Hohenbrunn – Beim Glasfaser-Ausbau in Hohenbrunn hakt’s. Noch ist das Ziel der anvisierten Vertragsabschlüsse im Gemeindegebiet nicht erreicht. Darüber informierte Bernard Peterander, Projektmanager Sales bei der Deutschen Glasfaser GmbH, den Gemeinderat.

Bisher habe man mit 31 Prozent der Haushalte im Einzugsgebiet einen Vertrag abgeschlossen. „Wir brauchen aber annähernd 40 Prozent“, betonte Peterander. Eigentlich sei die sogenannte Nachfragebündelung abgeschlossen. „Wir gehen jetzt in die Prüfphase.“ Die „Deutsche Glasfaser wertet nun aus, ob eventuell Gebiete ausgeschlossen werden, um doch noch tätig werden zu können. Außerdem bestünde noch die Möglichkeit, Verträge abzuschließen.
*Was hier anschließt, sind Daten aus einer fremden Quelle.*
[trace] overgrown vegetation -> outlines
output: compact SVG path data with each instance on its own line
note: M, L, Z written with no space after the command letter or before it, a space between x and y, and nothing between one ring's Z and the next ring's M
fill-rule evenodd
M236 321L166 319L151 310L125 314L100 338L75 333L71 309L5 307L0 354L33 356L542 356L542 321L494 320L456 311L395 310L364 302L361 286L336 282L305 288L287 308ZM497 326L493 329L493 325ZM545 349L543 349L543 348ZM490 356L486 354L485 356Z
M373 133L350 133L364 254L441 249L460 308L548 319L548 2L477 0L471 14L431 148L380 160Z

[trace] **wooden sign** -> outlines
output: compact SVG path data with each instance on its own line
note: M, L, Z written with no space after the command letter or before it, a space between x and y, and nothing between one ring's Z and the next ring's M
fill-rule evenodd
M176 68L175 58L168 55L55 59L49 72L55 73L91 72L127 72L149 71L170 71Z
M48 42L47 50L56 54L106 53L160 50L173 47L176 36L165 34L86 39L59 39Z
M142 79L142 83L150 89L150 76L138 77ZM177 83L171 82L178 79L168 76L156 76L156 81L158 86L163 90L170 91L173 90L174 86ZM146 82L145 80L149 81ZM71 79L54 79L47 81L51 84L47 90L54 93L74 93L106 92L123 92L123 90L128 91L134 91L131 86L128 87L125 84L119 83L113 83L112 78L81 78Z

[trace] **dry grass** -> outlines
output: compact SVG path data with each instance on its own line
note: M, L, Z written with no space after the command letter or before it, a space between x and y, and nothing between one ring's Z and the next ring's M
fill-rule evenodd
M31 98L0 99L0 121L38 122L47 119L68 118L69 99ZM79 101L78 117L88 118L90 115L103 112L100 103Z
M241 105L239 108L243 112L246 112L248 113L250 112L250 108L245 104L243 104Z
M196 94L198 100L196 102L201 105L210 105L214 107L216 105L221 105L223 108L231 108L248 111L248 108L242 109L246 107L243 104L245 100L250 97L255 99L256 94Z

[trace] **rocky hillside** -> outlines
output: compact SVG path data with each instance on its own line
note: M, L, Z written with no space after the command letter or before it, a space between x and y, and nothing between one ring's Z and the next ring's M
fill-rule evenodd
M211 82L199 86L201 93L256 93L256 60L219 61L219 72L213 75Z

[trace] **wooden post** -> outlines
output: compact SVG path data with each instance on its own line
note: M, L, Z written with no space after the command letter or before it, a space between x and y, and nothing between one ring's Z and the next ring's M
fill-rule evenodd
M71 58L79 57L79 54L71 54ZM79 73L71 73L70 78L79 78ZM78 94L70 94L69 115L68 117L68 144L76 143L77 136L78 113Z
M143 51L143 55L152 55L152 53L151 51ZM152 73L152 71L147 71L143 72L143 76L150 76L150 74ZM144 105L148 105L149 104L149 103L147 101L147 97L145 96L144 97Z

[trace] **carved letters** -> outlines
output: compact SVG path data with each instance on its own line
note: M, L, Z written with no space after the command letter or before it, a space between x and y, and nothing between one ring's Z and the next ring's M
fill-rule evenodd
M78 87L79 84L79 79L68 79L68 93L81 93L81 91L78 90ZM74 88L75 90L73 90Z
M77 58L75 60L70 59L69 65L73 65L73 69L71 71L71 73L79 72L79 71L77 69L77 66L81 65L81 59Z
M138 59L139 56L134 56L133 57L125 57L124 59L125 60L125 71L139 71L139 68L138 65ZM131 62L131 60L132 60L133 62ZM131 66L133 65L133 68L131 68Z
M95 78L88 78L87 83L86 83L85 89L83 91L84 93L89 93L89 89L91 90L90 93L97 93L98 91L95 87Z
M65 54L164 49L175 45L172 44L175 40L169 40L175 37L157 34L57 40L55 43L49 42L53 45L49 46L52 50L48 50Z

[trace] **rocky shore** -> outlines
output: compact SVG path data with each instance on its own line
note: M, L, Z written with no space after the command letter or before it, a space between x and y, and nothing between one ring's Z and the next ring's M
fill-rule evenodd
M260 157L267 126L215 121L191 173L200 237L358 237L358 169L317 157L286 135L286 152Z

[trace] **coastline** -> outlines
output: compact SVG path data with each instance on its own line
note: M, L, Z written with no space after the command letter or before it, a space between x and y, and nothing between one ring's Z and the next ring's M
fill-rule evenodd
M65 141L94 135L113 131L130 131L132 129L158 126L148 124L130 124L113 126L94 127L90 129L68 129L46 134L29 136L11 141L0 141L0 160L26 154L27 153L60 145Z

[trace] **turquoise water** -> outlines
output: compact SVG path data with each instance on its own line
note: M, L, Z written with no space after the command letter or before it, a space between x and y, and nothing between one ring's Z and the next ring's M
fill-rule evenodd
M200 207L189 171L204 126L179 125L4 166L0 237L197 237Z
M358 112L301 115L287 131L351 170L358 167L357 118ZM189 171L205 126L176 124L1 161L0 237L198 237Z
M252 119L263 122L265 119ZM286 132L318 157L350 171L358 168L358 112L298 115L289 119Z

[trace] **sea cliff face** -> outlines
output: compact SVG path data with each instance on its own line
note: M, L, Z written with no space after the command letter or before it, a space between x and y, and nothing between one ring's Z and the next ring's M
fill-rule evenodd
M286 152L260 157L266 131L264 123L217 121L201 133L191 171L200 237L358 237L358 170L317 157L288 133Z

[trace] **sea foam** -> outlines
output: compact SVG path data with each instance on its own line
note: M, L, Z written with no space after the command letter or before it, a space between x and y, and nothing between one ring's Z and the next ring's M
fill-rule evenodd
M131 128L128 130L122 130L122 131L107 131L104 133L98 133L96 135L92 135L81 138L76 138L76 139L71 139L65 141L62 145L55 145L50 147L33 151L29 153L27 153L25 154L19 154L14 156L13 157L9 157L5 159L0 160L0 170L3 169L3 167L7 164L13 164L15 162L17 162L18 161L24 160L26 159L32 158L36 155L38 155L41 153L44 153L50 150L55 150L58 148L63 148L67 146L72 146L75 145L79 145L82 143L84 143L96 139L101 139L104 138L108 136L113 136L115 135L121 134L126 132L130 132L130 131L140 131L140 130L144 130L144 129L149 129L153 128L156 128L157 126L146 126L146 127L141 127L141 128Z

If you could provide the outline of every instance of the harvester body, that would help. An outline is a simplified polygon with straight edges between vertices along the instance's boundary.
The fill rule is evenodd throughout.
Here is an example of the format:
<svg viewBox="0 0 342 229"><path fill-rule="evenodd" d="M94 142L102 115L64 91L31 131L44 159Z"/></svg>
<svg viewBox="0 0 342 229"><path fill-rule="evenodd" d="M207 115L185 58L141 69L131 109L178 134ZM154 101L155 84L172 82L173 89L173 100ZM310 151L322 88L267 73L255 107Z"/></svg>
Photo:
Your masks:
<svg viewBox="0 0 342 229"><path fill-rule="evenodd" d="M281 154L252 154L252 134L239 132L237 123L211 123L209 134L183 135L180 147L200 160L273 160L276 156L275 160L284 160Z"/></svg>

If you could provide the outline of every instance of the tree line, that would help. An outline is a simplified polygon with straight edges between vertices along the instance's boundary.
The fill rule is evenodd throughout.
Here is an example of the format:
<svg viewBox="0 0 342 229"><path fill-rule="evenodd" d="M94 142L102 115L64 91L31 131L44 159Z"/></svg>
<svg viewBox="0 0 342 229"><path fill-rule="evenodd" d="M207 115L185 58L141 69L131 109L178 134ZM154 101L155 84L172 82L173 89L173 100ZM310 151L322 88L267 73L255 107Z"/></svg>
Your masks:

Der Glasfaserausbau soll privatwirtschaftlich erfolgen. Das hat laut Deutscher Glasfaser mehrere Vorteile: Der Ausbau würde sowohl die Gemeinde als auch Kunden keinen Cent kosten. Das heißt auch: Es fließen keine Steuergelder in den Ausbau, das Abwarten langwieriger Förderverfahren entfällt so auch. Einzige Voraussetzung für den Ausbau ist jedoch, dass mindestens 40 Prozent der Haushalte im Ausbaugebiet einen Vertrag mit der Deutschen Glasfaser abschließen. Und daran hakt es nunmehr. Deshalb warb Peterander nochmals im Gemeinderat, eigene Kontakte zu nützen, um diese „einmalige Chance“ nicht zu verpassen.